Partitioning methods

Library provides multiple methods for graph partitioning. By default GraphX provides only random methods, in SparklingGraph you can find approaches that are using structural properties of graphs in order to minimize computation times and storage overheads.

All methods can be found in partitioning package

Propagation bases

In that approach, label propagation is used in order to determine vertex cluster id. In iterative way, alghoritm propagates vertices ids. In each step, vertex selects minimal id from all recived. Steps are repeated until number of components in graph is less than or equal number of requested partitions. If number of unique clusters ids is not equal to the number of requested partitions, alghoritm selects closer solution.

import ml.sparkling.graph.operators.partitioning.PropagationBasedPartitioning
import org.apache.spark.SparkContext
import org.apache.spark.graphx.Graph

implicit ctx:SparkContext=???
// initialize your SparkContext as implicit value
val graph = ???
// load your graph (for example using Graph loading API)
val numberOfRequiredPartitions=24
val partitionedGraph =  PropagationBasedPartitioning.partitionGraphBy(graph,numberOfRequiredPartitions)

Naive PSCAN

Aglhorimt use PSCAN alghoritm to determine comunities in graph and then use them as partitions.

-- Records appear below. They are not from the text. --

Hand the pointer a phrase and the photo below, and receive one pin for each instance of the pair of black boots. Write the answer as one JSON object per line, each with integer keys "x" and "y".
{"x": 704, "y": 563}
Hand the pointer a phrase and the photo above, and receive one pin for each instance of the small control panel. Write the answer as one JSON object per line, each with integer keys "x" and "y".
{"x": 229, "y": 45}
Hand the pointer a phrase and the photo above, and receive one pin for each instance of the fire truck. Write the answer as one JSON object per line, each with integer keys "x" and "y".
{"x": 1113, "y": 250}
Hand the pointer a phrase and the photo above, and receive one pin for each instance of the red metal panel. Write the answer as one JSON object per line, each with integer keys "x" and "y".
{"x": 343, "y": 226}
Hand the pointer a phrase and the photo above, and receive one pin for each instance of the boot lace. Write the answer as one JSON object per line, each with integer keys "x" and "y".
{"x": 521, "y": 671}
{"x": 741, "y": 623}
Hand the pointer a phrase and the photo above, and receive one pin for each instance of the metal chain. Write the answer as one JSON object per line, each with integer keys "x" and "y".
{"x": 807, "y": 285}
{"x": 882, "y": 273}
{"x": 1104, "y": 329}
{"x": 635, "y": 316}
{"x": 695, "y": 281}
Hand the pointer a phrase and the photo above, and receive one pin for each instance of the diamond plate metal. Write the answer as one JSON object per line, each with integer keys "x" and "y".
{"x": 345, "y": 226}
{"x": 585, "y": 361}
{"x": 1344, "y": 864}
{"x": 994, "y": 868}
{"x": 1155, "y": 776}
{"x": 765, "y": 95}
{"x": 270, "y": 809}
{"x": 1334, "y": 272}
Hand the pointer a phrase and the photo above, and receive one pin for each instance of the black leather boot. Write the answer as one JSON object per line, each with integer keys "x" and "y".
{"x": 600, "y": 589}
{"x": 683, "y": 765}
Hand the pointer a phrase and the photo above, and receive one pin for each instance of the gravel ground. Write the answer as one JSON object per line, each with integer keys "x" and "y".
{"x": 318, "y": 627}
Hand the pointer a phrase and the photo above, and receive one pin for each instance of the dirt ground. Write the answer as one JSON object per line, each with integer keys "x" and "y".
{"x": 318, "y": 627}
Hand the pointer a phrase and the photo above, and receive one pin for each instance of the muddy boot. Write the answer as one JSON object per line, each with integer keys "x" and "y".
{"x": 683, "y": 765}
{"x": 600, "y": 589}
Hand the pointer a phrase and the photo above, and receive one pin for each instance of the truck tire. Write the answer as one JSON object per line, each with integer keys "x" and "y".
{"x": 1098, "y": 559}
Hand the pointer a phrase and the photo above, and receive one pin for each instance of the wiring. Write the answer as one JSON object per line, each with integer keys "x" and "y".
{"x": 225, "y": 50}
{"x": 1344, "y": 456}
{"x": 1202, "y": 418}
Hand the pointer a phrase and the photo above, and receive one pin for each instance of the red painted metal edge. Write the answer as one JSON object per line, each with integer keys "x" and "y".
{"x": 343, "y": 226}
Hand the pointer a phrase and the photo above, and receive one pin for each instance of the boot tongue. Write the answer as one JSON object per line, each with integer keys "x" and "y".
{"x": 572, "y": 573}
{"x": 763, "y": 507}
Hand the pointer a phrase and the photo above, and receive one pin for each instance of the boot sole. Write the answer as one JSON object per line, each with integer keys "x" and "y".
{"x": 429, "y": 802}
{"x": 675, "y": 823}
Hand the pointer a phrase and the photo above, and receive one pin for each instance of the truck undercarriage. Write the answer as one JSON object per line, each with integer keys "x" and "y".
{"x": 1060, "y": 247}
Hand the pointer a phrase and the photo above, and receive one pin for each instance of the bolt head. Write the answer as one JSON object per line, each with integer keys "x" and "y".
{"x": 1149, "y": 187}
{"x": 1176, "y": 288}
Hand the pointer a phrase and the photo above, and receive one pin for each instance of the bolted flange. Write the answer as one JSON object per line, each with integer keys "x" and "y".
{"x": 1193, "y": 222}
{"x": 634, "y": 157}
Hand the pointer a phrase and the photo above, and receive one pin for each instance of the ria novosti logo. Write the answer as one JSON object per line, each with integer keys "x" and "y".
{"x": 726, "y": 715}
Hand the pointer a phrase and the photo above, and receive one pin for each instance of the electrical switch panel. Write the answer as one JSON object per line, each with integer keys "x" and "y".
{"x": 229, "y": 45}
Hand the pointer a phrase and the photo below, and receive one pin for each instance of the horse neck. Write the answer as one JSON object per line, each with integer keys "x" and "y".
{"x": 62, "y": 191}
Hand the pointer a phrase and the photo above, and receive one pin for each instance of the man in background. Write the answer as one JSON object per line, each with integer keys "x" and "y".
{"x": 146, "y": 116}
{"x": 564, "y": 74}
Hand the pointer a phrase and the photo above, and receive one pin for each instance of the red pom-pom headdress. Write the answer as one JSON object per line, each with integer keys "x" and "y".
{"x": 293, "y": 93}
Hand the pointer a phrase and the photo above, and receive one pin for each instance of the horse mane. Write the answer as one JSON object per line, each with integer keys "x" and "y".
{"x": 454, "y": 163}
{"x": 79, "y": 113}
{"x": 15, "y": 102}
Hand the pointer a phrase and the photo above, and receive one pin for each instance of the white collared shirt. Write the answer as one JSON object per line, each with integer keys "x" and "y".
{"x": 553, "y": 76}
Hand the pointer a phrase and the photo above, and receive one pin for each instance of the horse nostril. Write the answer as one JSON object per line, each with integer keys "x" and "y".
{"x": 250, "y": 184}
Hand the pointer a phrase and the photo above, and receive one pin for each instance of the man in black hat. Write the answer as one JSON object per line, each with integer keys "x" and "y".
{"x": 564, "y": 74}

Without configuration, method use default PSCAN configuration, but that can be changed if it is needed.

import ml.sparkling.graph.operators.partitioning.CommunityBasedPartitioning
import ml.sparkling.graph.operators.algorithms.community.pscan.PSCAN
import org.apache.spark.SparkContext
import org.apache.spark.graphx.Graph

implicit ctx:SparkContext=???
// initialize your SparkContext as implicit value
val graph = ???
// load your graph (for example using Graph loading API)
val communityDetectionMethod=PSCAN
val partitionedGraph =  CommunityBasedPartitioning.partitionGraphBy(graph,communityDetectionMethod)

In order to change parameters you can use

import ml.sparkling.graph.operators.partitioning.CommunityBasedPartitioning
import ml.sparkling.graph.operators.algorithms.community.pscan.PSCAN
import org.apache.spark.SparkContext
import org.apache.spark.graphx.Graph

implicit ctx:SparkContext=???
// initialize your SparkContext as implicit value
val graph = ???
// load your graph (for example using Graph loading API)
val partitionedGraph =  CommunityBasedPartitioning.partitionGraphBy(graph,PSCAN.computeConnectedComponents(_,epsilon = 0))

Dynamic PSCAN

That is solution that use PSCAN alghoritm in conduction with epsilon parameter search. Aglhoritm looks for possible epsilon values and use binary search to find one that terurns clustering that hase size closest to requested number of partitions. Found clustering is used as partitioning.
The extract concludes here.